La Marche des Machines / Les Nuits Électriques: experimental shorts suggest technology has a life of its own

Eugène Deslaw, “La Marche des Machines” (1927) / Les Nuits Électriques” (1928)

The Ukrainian film-maker Eugène Deslaw made a number of fairly short experimental films in the late 1920s before his career was swept away by the advent of sound. Little seems to be known of his activities since then; he died in 1966 apparently unremembered. Two such films are “La Marche des Machines” and “Les Nuits Électriques”. The first of the two is a 5-minute documentary that might be commenting on the relentless progress of technology and how it’s acquiring a pulsing life of its own beyond human control. It’s basically a linear collage of little series of shots, each series dominated by a little theme: wheels in one series, a crossways grid in another, weaving in a third, caterpillar tracks in a fourth, conveyor belts in a fifth. Near the end the film becomes more abstract with scenes where two shots are superimposed on one another or placed side by side to suggest that a kind of convergent evolution in two different strands of technology has taken place. In the last minute of the film, carefully selected shots sequenced together suggest that some machines or their levers at least might achieve the ability to reproduce and the very last couple of shots, done almost entirely in contrasts of light and shadow, insinuate sexual intercourse.

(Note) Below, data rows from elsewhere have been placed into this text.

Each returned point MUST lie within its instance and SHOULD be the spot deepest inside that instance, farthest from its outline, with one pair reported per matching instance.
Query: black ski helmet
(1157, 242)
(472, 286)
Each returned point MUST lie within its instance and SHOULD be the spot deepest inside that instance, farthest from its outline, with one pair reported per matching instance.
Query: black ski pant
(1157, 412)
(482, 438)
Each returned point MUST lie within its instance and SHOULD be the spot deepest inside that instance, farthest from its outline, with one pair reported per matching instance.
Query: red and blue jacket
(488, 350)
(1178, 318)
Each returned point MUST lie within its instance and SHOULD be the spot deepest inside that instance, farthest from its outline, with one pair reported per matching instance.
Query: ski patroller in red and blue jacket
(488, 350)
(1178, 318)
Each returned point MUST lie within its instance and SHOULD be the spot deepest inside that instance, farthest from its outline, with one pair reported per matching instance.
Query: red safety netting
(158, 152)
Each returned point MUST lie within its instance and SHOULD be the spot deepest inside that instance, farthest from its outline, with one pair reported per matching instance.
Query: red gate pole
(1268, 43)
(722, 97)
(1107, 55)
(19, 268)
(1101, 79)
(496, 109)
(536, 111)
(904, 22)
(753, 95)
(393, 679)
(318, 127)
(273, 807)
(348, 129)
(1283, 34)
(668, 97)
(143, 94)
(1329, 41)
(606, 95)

Second film “Les Nuits Électriques” showcases a city at night through its lights and the eerie life that it takes on through electricity while its human inhabitants sleep. This is a much more abstract and beautiful film than the first and Deslaw shows considerable imagination in using mirror images of shots to set up symmetrical collages that reveal another world within the electrical world first encountered. A remarkable series of shots of a merry-go-round unveils a secret universe of floating lights that suggest fireflies buzzing about during the twilight hours. As the film progresses, it becomes more playful and starts playing tricks on viewers: about the 7th minute, shots of the moon over the sea hint at a mysterious hovering comet and in the 8th minute, shots of telephone lines and poles are cheekily posited as negatives of daytime scenes. Greater levels of abstraction with mirror imaging and film running backwards encourage a blurring between live action and experimental animation particularly in the shots that take place in a foundry. At times the film can be very hypnotic and one’s mind starts to relax and expand …

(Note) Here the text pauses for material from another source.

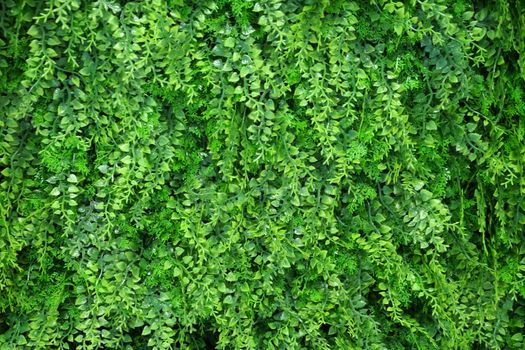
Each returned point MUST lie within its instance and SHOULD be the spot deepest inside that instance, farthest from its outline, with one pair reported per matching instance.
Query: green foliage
(262, 174)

As silent films, these mini-documentaries appear to have no message but the way in which the shots are arranged, with emphasis on visual rhythms and patterns of motion, an implied narrative that an alien life-force is incipient in modern technology is strong. Clever editing, sometimes fast, sometimes slow, adds to the impression that this vitality has a speed of its own that will surpass human capacity to understand and control it. If humans appear at all, their presence is incidental rather than essential to the technology: they appear as passers-by or passive spectators. The films are at once fascinating and terrifying in the implications of their subject matter.

Deslaw’s use of film looks more sophisticated in the second film than in the first: “Les Nuits …” has a more playful, experimental approach to its subject, especially in later scenes of flying sparks of light in a foundry. At this point the viewer does not know if s/he is watching a live-action film or an animation, and perhaps doesn’t care anyway as the images – all light and dark contrasts – are highly abstract.

The films’ main value lies in their playful use of filming techniques to suggest a narrative where one didn’t exist originally.